In a subsequent skirmish on Mr. MacEntee's Facebook Profile and, Collette Ewell and Barry Ewell rebuff Mr. MacEntee's remarks. Thomas MacEntee says: "Barry - I want you to know that I actually have a documented email exchange with the original author who has stated that she has not given you permission to use the content in question. I did my research - I'm a genealogist. I do my homework. I cited my sources. This is not just made up stuff." Source: Originally posted here: and subsequently reported here:

Sadly, Ol' Myrt here now must post an additional update my initial blog post about Barry Ewell work in my post "New Kid on the Blog: Barry Ewell" Back in 2012, I called him "my friend." However, in July of 2013, I had to push back from that distinction twice. Once a when a possible plagiarism issue had gone unanswered when brought to Barry Ewell's attention by Mark Andrew Davis. Secondly, later in the day when I noticed Mark's remarks were removed from Mr. Ewell's Facebook page without comment. It was fortunate I took screen shots of the pages in question. (See below.)

 From my post "New Kid on the Blog: Barry Ewell"

UPDATE: July 6, 2013: See problems with plagiarism
DearMYRTLE's "Is There Such as Thing as Ethical Plagiarism?"
SUMMARY: A reader notes verbatim text between an early PBS publication and a later publication known as Lesson Learned #50 by Barry Ewell.

Mark Andrew Davis commented on Barry Ewell's Lessons Learned #50: "Wow, this list look like it's verbatim from Terry Willard's study guide from the old PBS Ancestors TV Show (yes, I bought the book). In fact, just checking the pages and the information is identical. Hopefully you're not using the information without the Willard's, PBS and the Publisher's permission, but I don't see any indication on your posting what the source is and what permissions you have." DearMYRTLE went a step further, gathering screen shots to see if Mark Andrew Davis' comment was accurate. I've included untouched screen shots that speak for themselves.

UPDATE: July 6, 2013 (later in the day) the manager of Mr. Ewell's Facebook page deletes without responding to Mark Andrew Davis' request for indication of the source of his text, and permission to use them as DearMYRTLE notes in "Follow-up: IS there such a thing as ethical plagiarism?"

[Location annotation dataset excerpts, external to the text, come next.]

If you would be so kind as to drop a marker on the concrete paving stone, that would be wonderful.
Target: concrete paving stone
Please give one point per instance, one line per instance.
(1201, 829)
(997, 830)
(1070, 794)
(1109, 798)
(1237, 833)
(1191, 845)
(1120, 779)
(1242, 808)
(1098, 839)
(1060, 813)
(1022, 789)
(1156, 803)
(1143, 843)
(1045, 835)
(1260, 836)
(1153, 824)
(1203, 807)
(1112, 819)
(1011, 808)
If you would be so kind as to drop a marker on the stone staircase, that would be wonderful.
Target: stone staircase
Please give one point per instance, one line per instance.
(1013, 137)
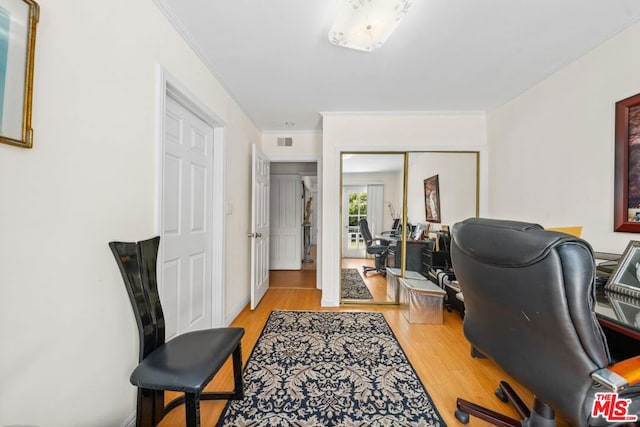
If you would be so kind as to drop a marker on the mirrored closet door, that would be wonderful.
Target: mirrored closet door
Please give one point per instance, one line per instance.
(372, 191)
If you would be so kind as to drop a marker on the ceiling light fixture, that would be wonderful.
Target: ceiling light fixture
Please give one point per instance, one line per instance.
(366, 24)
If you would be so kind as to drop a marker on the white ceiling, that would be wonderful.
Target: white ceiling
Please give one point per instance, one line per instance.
(274, 58)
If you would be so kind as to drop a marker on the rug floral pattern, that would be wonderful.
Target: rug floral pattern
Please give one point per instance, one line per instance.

I now formally call upon Barry Ewell to answer his critics and explain to the genealogy community why he should continue to present himself as a genealogy educator. I ask that he remove these and other offending materials from his website, Facebook "fan" page, etc., and cease selling books containing the work of others without generally-accepted appropriate quotation marks, citations and indications of use by permission.

I now formally call upon board of directors and conference chairs at #RootsTech, #NGS, #FGS,  #BYU, the Utah Genealogical Association and elsewhere to consider the ethics of hiring Barry Ewell. Consider what impact this will have on the reputation of your organization.